In the paper, we introduce a design tool that translates a user's drawings into printable parts for constructing a custom luminaire. The tool allows users to experiment with different designs and LED colors and placement, and a specialized ray tracer allows the user to vizualize the result in real-time.
My role in the project was assisting in building the front-end and back-end tools, handling the fabrication of custom lenses, finding the optimal means of mixing silicone light diffusers, and creating a use case for the tool, described below.
The tool uses the paper.js vector graphics scripting framework which enables common vector editing operations and backwards compatibility with vector graphics applications. In order to carry over tool-specific data (e.g. annotating vector elements that corresponded to LEDs), we overwrote the SVG data attribute with a JSON string. From an initial SVG design, the tool allows the user to specify two types of elements: elements which block light (hard edge), and elements which allowed light to pass through (soft edge).
At a high level, the design tool allows users a single operation: place, remove, and move LED elements in a scene. Otherwise, all interactions with the design take place in an external vector graphics editor in order to leverage user's knowledge of and expertise with existing graphic design tools.
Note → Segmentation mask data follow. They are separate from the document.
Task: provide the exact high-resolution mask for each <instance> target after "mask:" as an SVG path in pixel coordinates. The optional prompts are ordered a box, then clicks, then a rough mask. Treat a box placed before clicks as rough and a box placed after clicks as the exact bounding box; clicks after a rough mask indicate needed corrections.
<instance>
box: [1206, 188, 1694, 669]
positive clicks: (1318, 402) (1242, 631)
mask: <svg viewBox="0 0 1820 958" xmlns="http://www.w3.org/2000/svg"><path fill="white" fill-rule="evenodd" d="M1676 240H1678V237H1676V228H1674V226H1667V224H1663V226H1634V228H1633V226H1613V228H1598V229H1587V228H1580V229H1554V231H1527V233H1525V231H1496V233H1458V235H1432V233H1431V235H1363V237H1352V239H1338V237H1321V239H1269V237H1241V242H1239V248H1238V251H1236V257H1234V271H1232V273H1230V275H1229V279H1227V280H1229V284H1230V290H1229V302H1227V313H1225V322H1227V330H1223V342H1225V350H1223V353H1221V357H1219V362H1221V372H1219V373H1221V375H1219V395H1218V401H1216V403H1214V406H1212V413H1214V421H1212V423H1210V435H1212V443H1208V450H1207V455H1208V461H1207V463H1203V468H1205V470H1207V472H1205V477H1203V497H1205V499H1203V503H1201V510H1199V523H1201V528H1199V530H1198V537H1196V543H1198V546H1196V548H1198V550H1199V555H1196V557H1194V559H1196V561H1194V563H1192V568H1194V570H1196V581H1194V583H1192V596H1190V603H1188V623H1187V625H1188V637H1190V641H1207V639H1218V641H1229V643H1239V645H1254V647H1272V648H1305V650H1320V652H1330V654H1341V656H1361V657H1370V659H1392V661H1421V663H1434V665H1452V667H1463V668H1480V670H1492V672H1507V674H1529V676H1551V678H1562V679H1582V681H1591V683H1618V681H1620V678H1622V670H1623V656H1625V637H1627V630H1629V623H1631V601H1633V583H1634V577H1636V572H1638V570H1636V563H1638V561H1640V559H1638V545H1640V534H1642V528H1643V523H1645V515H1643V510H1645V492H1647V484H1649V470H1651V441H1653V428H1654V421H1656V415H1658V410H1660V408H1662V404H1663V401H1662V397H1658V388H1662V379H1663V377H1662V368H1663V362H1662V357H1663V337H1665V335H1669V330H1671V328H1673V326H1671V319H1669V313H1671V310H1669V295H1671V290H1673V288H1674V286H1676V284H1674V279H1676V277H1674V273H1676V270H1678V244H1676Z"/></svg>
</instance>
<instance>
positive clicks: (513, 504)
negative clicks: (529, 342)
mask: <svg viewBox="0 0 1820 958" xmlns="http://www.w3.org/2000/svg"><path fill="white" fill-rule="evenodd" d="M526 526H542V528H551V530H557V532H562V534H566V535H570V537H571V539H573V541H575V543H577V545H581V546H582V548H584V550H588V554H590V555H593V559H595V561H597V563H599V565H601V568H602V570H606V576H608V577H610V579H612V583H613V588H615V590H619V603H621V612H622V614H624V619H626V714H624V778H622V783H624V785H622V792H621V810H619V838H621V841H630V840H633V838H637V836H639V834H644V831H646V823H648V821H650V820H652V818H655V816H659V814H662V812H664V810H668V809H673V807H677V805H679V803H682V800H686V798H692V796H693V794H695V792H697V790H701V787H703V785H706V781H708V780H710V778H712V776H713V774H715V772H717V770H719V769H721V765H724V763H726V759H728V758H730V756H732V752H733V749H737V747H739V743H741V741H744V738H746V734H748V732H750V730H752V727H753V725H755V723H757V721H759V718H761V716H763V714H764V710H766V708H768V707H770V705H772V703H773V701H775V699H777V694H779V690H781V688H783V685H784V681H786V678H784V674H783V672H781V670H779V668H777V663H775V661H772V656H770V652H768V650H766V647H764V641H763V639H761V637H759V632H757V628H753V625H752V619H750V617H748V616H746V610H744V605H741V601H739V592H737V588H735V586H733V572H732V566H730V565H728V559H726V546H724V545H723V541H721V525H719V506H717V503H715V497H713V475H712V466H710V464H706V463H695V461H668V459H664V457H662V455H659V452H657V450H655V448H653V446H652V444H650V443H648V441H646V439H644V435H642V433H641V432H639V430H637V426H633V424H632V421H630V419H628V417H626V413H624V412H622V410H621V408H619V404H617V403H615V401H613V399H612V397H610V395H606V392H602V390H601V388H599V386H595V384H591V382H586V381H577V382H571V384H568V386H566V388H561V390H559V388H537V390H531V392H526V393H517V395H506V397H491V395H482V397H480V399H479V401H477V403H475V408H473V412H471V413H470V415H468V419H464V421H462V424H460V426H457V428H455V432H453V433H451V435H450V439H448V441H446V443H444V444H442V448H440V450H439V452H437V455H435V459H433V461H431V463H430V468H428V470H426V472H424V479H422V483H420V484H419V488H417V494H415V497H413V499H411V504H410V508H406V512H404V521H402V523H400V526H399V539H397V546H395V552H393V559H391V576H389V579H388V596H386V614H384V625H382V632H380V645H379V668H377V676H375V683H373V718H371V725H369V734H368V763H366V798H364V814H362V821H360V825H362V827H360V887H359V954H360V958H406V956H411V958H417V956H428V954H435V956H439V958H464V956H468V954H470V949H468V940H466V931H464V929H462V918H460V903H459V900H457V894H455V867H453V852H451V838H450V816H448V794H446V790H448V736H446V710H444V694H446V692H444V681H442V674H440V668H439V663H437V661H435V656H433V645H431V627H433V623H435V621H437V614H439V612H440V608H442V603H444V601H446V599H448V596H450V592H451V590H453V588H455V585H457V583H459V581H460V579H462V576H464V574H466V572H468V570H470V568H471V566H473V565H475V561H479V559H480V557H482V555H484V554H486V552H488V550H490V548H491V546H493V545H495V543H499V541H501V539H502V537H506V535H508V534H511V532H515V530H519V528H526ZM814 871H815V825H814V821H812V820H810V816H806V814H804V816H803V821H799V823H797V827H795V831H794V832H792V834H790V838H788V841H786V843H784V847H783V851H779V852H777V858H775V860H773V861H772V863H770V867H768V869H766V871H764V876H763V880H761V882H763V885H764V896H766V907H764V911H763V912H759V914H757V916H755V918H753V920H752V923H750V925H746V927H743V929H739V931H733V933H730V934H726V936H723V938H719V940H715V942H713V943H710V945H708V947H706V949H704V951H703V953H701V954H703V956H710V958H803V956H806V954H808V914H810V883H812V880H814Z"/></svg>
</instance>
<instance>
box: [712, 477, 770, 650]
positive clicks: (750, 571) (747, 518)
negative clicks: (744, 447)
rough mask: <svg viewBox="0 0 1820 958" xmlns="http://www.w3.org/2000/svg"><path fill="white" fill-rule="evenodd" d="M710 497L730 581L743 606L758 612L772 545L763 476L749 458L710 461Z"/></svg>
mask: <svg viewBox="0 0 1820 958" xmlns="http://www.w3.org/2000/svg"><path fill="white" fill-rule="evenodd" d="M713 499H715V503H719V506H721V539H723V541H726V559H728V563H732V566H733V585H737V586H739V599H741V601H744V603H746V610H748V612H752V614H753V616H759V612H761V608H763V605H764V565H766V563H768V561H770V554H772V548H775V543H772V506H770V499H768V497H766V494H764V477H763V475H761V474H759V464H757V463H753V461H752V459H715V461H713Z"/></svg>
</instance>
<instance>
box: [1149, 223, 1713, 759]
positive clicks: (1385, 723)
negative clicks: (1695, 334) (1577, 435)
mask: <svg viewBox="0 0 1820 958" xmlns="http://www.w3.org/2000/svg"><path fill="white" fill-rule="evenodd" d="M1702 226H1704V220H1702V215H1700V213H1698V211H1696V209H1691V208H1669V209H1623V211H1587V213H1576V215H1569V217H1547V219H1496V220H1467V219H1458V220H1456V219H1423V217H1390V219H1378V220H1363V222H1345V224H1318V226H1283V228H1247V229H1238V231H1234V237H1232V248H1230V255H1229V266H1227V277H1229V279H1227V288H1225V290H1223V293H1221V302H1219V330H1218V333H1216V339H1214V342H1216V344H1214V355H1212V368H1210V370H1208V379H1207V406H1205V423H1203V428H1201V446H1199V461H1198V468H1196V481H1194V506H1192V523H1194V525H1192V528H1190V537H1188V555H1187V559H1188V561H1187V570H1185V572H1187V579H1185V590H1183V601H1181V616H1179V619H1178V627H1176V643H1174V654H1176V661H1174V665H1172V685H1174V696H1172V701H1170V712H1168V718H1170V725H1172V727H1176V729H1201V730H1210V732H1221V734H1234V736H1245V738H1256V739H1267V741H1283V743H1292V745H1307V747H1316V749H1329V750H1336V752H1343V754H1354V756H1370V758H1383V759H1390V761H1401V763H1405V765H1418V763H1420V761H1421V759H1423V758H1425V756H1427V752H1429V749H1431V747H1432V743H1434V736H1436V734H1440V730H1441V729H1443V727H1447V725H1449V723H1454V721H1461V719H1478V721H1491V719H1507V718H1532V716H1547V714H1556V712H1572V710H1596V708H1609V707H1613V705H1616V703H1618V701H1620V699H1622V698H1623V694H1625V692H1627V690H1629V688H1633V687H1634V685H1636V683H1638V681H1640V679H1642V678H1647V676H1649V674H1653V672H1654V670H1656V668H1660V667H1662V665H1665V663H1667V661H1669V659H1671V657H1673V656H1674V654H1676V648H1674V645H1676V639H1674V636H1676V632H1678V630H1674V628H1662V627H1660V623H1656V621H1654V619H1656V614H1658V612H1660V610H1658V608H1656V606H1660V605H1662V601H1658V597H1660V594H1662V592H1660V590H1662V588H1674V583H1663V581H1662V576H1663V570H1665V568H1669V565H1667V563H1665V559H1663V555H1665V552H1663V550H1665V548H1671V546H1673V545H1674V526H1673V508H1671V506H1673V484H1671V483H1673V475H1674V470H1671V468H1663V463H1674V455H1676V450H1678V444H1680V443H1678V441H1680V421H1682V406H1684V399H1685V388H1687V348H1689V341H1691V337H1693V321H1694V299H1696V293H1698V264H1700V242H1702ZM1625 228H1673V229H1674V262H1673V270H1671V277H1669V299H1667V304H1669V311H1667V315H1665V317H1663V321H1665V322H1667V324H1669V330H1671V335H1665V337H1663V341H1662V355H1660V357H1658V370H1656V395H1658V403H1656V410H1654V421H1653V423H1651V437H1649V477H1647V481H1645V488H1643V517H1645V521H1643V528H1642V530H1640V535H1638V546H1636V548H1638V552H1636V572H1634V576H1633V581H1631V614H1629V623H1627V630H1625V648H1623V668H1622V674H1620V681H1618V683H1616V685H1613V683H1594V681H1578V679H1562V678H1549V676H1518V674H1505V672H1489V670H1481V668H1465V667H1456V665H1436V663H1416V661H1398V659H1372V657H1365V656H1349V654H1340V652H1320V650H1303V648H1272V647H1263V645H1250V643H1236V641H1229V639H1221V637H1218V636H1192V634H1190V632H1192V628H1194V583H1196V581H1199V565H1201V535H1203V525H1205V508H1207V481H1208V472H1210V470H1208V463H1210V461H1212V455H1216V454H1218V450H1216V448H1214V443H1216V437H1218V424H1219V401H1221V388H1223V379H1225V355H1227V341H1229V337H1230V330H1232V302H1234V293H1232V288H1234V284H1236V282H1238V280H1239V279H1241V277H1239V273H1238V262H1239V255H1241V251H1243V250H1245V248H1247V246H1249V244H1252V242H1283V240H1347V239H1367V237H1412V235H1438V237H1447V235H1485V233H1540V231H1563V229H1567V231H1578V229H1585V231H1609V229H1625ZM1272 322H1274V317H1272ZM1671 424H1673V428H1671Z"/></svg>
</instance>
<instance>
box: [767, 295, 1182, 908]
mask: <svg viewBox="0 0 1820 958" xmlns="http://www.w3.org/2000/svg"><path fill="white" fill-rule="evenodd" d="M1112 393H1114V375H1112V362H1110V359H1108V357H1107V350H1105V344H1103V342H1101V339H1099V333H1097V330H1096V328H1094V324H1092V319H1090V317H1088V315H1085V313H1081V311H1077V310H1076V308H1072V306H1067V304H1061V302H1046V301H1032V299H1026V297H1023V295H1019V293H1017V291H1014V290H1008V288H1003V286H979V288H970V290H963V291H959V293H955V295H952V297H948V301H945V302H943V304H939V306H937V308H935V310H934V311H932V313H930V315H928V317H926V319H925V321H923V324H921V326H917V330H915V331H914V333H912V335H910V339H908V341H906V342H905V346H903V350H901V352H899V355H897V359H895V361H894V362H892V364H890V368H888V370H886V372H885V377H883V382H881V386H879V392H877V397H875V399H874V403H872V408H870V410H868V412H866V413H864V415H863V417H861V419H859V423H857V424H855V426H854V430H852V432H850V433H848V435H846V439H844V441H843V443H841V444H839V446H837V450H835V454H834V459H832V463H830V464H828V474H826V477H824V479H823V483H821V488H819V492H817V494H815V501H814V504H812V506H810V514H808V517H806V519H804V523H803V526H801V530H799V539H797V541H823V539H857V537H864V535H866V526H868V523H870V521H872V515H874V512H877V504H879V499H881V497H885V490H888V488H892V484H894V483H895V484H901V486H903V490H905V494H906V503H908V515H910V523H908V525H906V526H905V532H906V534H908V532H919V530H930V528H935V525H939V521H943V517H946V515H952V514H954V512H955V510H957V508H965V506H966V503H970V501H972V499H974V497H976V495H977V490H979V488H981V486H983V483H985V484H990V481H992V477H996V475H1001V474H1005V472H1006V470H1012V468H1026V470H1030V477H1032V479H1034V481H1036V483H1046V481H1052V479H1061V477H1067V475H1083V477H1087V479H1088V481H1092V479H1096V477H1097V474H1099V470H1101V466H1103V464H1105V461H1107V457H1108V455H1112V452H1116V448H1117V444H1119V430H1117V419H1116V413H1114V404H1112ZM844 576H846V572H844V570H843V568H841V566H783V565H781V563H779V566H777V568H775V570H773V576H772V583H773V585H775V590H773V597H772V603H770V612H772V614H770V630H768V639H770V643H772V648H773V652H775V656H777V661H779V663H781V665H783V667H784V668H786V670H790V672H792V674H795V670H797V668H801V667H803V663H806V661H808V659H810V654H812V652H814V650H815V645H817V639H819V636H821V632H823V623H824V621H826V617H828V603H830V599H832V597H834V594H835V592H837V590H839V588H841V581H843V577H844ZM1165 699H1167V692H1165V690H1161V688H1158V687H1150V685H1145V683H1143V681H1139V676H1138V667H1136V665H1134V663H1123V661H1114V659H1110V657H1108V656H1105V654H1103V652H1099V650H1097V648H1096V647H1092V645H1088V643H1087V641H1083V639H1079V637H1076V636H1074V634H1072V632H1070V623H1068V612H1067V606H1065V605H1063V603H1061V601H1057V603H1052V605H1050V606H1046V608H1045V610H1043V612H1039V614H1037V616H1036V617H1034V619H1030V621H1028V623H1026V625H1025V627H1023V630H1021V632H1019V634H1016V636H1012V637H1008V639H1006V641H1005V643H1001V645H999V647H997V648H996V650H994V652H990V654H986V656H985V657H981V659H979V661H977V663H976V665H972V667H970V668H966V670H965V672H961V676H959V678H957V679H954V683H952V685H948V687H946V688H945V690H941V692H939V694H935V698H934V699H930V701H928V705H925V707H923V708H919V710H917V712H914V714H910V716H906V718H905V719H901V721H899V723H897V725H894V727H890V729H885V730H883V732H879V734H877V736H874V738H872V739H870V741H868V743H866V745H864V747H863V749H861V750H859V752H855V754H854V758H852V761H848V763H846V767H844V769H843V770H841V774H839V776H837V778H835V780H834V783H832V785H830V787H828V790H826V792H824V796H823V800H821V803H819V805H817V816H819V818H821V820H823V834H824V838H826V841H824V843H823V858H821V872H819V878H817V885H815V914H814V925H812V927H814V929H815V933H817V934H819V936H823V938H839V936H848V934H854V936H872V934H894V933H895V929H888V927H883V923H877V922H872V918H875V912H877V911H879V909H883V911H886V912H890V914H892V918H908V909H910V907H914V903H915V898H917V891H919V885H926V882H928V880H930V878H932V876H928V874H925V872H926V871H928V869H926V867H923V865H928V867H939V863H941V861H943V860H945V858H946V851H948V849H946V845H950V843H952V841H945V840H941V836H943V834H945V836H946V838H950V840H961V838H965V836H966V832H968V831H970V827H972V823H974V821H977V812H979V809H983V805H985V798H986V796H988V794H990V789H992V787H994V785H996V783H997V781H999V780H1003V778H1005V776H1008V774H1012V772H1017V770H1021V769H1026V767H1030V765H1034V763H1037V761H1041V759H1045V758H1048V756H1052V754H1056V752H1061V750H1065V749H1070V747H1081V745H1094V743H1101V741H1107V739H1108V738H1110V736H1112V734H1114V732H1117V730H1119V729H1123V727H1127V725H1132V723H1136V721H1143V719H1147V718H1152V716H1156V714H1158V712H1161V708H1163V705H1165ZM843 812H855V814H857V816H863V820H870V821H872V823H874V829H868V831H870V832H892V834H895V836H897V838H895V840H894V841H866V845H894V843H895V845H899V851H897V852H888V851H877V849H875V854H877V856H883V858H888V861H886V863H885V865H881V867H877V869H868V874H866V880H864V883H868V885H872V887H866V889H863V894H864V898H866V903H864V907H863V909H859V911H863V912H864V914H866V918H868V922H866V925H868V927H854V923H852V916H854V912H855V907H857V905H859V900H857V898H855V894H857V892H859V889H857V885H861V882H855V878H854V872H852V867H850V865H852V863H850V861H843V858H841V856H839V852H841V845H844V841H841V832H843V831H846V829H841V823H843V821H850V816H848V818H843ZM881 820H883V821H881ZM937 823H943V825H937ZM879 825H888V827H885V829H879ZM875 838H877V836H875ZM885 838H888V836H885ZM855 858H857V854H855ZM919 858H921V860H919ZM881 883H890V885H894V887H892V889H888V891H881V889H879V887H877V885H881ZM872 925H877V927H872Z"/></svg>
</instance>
In order to support the luminaire design tool, we built a computational design backend for constructing a secondary optics system, or the design of fixtures and elements that alter the distribution of luminous intensity from the light source. Such distributions can diffuse, redirect, or focus light. For instance, a collimating optic on a bike light redirects light rays such that they become parallel to each other, increasing the light's viewability from a distance and maximizing the lumens over a given area of focus - like the pavement in front of the bike. Our work explores the creation of secondary optics to diffuse light over an area.
One of the most powerful and useful parts of our system is that it automatically generates all of the necessary files to construct the final luminaire. From the user's perspective, once they have finalized their design, the tool outputs five files 1) the 3D enclosure model, 2) a model to cast or print a diffuser, 3) a 3D reflector model, 4) a PCB board design file, and 5) microcontroller code to control the final LED assembly.
I validated the effectiveness of out components with empirical testing. The graph above shoes the luminous intensity curves of LEDs outfitted with several diffuser types. To obtain the graph, I photographed all different diffusers over an LED, cleaned and applied filters to the resulting images, extracted profile curves from pixel values, applied Gaussian smoothing and plotted them. We see that the components outperform the controls in producing smooth distributions of light.
Use Case: Harvard Square Model
As an example of what a custom interactive light display could be, I set out to make a luminaire of Harvard Square in Cambridge, MA, starting with a drawing of the city plan.
In the program, we placed the LEDs strategically to illuminate the buildings.
I first did a minature test print of the volumetric diffuser out of clear SLA.
Satisfied with the results, I printed a full-scale mold to fill with the empirically determined silicone mixture to best difuse the light.
The final luminaire:
User Studies and Results
We invited participants to design their own luminaires. The main goal of the user study was to obtain qualitative feedback on how the design tool facilitated luminaire design. We were especially interested in understanding a user's mental model of light, and what new functions and aesthetic choices this new understanding would afford.
Even in a brief workshop-style experience, with minimal experience with the tool and only an introduction to this novel way of working with light, users readily generated unique light interactions. A shift in vocabulary reflected this new understanding of the various aesthetic uses of light. We found that simulated light beams afforded deeper and more novel explorations of light.